Page MenuHomeSoftware Heritage

SWHID: deal with escaping in origin qualifiers
ClosedPublic

Authored by zack on Apr 24 2020, 4:59 PM.

Details

Summary

The current spec is incorrect on this point, as (at least) ";" can appear in
origin URLs, and hence SWHID origin qualifiers, breaking SWHID parsing. This is
a minimal proposal that only requires to URL-escape the "%" and ";" characters,
as we do for paths.

... but to be honest the more I look into this the more it worries me.
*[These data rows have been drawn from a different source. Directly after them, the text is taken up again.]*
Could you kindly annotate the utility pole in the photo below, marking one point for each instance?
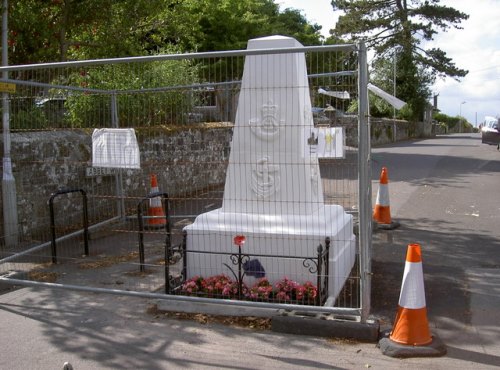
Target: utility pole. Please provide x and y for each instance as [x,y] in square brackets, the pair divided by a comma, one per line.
[460,117]
[9,198]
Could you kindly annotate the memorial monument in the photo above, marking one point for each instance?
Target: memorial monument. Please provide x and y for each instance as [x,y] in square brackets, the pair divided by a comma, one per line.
[273,193]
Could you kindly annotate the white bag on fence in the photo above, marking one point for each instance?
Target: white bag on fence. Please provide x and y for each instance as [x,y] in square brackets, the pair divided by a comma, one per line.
[115,148]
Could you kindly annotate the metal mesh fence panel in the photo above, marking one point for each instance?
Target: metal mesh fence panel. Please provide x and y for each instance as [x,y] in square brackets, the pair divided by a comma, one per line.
[128,228]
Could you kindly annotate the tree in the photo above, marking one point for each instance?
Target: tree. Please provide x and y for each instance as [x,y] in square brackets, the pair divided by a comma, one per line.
[399,27]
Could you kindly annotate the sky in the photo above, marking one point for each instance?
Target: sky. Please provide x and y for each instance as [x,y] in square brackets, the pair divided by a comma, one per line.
[475,48]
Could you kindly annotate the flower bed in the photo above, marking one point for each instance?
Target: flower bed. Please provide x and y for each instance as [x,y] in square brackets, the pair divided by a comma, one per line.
[221,286]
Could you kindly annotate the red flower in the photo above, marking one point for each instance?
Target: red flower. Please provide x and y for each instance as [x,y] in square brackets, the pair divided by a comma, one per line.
[239,240]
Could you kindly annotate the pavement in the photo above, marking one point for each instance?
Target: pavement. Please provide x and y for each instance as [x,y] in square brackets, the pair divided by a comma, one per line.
[44,328]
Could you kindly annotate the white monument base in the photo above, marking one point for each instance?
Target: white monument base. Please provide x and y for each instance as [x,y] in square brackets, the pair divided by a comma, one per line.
[285,245]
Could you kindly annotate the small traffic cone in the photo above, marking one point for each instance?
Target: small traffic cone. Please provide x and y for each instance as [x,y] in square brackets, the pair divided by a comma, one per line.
[410,335]
[382,210]
[411,326]
[156,215]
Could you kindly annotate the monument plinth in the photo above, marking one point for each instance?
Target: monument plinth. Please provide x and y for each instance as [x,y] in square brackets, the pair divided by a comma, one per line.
[273,193]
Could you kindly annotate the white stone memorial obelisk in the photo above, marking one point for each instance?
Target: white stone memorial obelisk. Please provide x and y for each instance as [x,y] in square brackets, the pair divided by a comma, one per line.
[273,194]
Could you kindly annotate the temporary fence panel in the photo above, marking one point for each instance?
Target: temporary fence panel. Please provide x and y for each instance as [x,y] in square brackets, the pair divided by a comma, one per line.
[147,151]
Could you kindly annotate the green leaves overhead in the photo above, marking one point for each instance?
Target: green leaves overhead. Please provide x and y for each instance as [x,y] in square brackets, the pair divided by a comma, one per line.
[402,28]
[59,30]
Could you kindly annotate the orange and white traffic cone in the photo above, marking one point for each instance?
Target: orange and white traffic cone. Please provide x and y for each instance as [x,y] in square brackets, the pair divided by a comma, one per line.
[411,326]
[410,335]
[156,215]
[382,210]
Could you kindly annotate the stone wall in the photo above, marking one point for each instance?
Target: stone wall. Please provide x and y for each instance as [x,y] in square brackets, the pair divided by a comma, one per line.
[185,160]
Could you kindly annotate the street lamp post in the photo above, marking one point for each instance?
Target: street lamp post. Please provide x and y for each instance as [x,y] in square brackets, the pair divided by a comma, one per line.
[460,117]
[8,182]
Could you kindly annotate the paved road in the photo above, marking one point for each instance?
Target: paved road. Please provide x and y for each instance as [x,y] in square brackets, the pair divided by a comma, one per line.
[435,187]
[445,193]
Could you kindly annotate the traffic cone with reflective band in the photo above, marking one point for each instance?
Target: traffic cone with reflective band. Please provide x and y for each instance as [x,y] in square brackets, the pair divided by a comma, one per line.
[156,215]
[410,335]
[382,210]
[411,326]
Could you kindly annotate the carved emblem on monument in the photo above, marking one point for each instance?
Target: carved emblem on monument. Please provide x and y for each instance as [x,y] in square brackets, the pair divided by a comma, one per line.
[265,179]
[268,126]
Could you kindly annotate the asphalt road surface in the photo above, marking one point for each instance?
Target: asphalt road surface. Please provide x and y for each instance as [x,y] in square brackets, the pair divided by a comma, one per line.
[443,191]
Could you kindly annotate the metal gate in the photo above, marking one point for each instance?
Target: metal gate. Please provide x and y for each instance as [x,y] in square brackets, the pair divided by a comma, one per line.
[182,110]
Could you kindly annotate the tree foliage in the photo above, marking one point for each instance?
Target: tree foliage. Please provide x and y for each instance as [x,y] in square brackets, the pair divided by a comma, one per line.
[59,30]
[400,28]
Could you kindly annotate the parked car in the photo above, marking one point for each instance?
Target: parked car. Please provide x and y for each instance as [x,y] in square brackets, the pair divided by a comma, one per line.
[490,131]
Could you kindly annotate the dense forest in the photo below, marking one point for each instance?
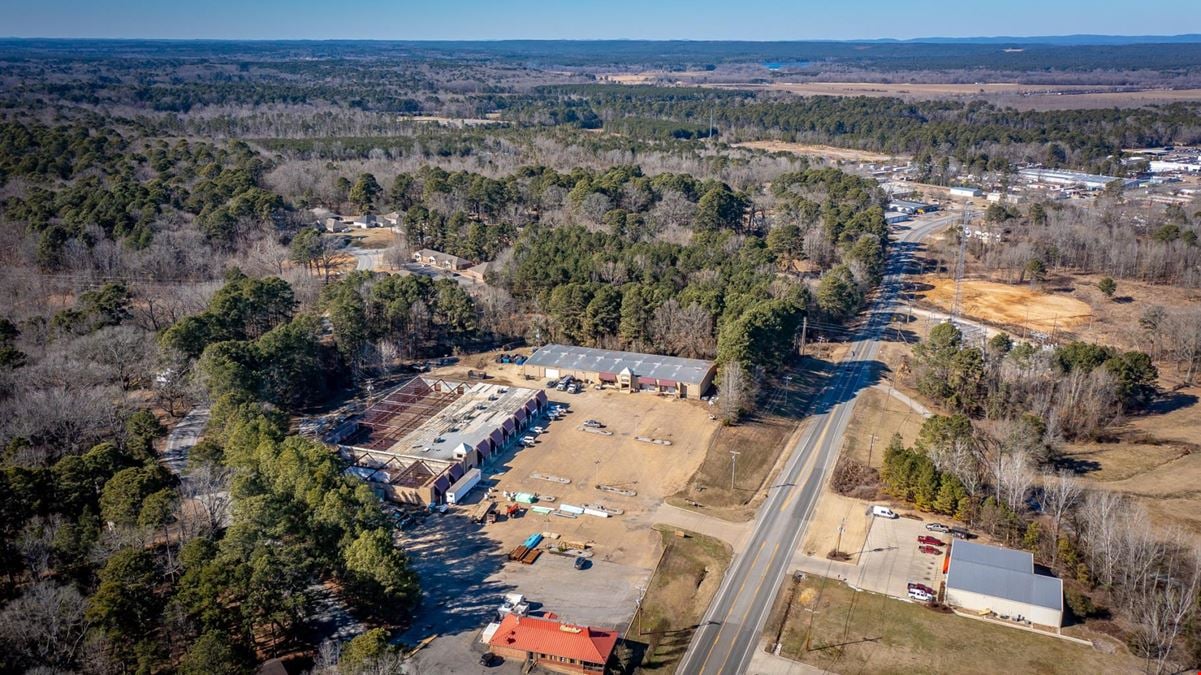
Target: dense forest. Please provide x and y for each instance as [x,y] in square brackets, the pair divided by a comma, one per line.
[162,251]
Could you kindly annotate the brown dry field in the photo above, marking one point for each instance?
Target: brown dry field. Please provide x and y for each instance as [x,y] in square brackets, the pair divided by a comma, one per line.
[878,413]
[835,511]
[677,596]
[864,632]
[828,151]
[374,238]
[586,459]
[763,441]
[1007,304]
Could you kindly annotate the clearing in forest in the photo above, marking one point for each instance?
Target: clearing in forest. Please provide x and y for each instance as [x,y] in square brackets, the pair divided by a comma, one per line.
[1008,305]
[828,151]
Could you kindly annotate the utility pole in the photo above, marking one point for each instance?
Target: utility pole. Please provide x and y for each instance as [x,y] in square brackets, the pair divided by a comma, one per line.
[805,329]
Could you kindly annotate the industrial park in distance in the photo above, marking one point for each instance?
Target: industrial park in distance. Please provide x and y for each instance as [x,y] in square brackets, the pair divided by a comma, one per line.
[699,339]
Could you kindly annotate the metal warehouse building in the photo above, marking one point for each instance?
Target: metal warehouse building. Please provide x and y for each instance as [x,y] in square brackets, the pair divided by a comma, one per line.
[420,440]
[686,378]
[1003,581]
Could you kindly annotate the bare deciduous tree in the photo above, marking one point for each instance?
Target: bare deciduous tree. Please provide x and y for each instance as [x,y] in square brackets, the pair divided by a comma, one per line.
[738,392]
[45,626]
[205,491]
[1061,493]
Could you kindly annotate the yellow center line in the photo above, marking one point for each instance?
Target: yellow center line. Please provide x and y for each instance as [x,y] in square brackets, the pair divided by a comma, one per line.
[747,613]
[723,623]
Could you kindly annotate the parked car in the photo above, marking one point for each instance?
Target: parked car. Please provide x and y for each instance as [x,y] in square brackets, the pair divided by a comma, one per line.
[920,596]
[883,512]
[922,587]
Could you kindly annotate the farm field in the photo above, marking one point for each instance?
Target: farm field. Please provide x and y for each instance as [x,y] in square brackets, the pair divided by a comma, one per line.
[828,151]
[677,596]
[1009,305]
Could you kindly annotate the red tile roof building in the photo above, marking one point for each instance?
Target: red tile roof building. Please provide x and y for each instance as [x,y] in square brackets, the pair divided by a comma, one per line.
[560,647]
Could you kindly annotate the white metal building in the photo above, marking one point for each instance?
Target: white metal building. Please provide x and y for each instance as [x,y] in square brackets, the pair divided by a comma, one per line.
[629,371]
[1003,581]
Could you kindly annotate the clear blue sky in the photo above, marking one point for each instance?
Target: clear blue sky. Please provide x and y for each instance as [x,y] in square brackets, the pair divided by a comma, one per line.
[651,19]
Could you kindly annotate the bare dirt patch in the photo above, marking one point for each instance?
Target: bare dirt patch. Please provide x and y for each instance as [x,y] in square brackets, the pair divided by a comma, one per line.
[762,442]
[880,416]
[835,512]
[652,471]
[828,151]
[1008,305]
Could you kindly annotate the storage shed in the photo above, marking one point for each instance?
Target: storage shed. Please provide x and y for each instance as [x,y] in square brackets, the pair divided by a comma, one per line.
[686,378]
[1003,581]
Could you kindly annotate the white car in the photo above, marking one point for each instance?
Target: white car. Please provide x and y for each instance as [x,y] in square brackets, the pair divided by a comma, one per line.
[920,596]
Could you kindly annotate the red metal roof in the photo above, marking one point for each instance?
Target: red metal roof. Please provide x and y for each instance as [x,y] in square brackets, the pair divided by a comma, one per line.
[539,635]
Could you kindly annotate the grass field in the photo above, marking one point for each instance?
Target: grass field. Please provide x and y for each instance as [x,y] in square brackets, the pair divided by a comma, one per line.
[1005,304]
[760,441]
[828,151]
[862,632]
[676,597]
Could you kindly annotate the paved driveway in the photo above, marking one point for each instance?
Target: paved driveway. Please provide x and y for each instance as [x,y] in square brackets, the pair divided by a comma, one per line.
[891,557]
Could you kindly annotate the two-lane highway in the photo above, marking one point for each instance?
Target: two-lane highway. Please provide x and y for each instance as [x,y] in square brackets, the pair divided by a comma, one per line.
[732,627]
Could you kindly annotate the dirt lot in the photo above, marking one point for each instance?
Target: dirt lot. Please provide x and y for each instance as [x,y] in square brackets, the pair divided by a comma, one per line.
[865,632]
[828,151]
[586,459]
[1007,304]
[677,596]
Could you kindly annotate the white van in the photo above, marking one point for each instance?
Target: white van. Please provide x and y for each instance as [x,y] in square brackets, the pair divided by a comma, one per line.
[883,512]
[920,596]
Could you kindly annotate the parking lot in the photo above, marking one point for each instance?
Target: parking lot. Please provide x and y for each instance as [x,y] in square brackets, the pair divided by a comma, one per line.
[891,557]
[464,566]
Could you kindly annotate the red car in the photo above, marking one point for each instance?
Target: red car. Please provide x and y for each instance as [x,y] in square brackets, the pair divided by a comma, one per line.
[921,587]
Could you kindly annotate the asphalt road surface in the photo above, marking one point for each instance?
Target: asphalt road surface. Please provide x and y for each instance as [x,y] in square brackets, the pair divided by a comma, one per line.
[730,629]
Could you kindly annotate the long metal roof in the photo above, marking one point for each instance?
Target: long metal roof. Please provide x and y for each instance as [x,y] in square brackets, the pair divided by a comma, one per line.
[689,371]
[1002,573]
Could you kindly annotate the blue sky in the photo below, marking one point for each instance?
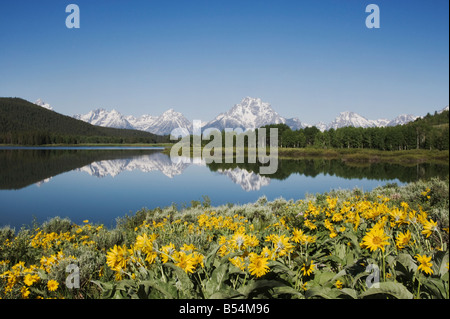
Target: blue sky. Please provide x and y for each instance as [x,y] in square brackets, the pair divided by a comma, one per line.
[309,59]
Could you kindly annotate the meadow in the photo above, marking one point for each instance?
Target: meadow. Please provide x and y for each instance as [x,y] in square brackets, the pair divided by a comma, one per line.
[391,242]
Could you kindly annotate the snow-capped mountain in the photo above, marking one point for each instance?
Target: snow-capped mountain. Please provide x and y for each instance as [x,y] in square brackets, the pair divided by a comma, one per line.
[102,117]
[163,124]
[251,113]
[160,125]
[351,119]
[43,104]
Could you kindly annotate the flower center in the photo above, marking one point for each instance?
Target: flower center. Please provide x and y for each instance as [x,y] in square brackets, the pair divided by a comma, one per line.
[376,240]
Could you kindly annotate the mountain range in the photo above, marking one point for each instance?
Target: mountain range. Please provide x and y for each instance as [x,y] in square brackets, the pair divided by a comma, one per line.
[250,113]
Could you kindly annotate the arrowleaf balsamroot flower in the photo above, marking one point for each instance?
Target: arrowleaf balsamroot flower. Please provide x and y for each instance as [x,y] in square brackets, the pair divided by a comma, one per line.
[308,269]
[425,264]
[403,239]
[375,239]
[52,285]
[258,265]
[429,227]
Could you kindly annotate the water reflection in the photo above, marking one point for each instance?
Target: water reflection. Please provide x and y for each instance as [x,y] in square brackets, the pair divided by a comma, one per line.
[20,168]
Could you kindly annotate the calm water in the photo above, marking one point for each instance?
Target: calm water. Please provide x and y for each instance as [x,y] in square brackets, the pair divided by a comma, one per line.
[101,184]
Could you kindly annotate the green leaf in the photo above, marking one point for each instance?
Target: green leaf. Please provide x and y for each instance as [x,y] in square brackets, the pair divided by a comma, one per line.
[280,268]
[349,292]
[436,287]
[168,290]
[323,292]
[393,289]
[258,286]
[218,276]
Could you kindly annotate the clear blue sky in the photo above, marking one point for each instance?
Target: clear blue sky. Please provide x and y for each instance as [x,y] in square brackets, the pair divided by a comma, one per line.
[309,59]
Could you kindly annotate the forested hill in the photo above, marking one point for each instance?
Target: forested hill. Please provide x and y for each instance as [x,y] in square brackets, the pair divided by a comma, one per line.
[429,132]
[24,123]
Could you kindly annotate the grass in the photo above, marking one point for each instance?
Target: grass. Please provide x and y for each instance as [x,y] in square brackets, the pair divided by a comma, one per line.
[357,155]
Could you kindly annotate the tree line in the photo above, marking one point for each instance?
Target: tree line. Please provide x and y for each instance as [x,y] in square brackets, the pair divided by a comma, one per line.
[429,132]
[24,123]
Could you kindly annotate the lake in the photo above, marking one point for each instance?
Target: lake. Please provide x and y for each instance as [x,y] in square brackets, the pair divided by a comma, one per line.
[102,183]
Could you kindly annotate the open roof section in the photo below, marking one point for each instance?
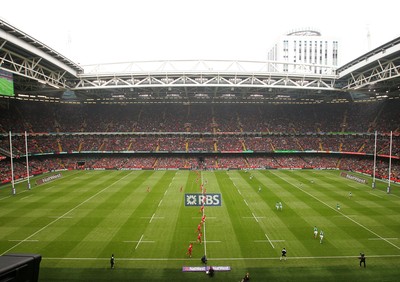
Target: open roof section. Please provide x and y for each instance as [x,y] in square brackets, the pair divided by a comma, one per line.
[39,70]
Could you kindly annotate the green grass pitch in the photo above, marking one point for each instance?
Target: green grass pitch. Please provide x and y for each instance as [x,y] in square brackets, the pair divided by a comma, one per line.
[79,220]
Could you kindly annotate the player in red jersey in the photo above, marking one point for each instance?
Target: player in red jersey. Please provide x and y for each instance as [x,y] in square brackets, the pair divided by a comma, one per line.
[189,252]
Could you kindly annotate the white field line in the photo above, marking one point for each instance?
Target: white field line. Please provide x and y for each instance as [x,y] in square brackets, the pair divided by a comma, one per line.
[263,241]
[270,241]
[220,259]
[140,240]
[349,218]
[58,218]
[255,217]
[375,195]
[143,241]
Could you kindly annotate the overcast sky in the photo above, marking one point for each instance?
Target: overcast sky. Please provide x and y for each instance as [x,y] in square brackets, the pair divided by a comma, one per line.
[89,32]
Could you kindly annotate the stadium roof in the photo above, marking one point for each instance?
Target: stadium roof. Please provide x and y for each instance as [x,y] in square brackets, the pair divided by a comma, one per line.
[40,71]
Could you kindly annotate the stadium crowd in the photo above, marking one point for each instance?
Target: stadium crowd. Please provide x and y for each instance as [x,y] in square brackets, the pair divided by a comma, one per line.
[340,136]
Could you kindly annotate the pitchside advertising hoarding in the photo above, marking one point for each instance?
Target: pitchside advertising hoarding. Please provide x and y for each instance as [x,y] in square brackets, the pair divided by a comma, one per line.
[197,199]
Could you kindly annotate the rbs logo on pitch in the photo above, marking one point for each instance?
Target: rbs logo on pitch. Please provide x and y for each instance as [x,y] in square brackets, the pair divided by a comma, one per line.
[193,200]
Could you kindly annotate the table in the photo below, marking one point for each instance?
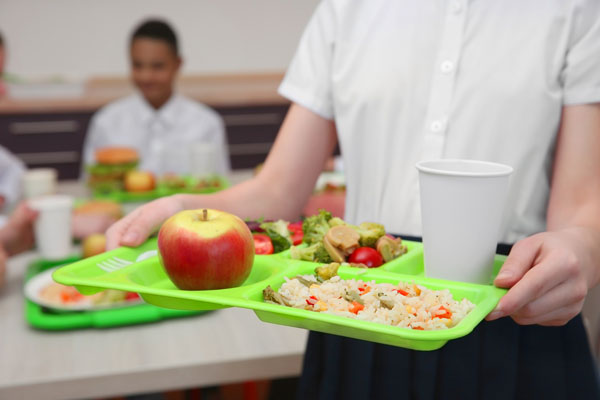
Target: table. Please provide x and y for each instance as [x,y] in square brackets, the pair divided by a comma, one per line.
[229,345]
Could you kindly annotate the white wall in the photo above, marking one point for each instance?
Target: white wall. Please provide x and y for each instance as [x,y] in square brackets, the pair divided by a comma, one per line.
[77,39]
It would
be much better to fully percent-escape origin URLs, but that has the drawback
of making SWHID much less nicer to read.

I hope only escaping these two characters is enough, but I'm not entirely sure
it is...

Diff Detail

Repository
rDMOD Data model
Lint
Automatic diff as part of commit; lint not applicable.
Unit
Automatic diff as part of commit; unit tests not applicable.

Event Timeline

Build is green

Patch application report for D3065 (id=10899)

Rebasing onto 3f388086cb...

Current branch diff-target is up to date.
Changes applied before test
commit 56cf99aeaf385a1928f7e16bf9fd85e7c6bfcf9e
Author: Stefano Zacchiroli <zack@upsilon.cc>
Date:   Fri Apr 24 16:56:47 2020 +0200

    SWHID: deal with escaping in origin qualifiers

See https://jenkins.softwareheritage.org/job/DMOD/job/tests-on-diff/47/ for more details.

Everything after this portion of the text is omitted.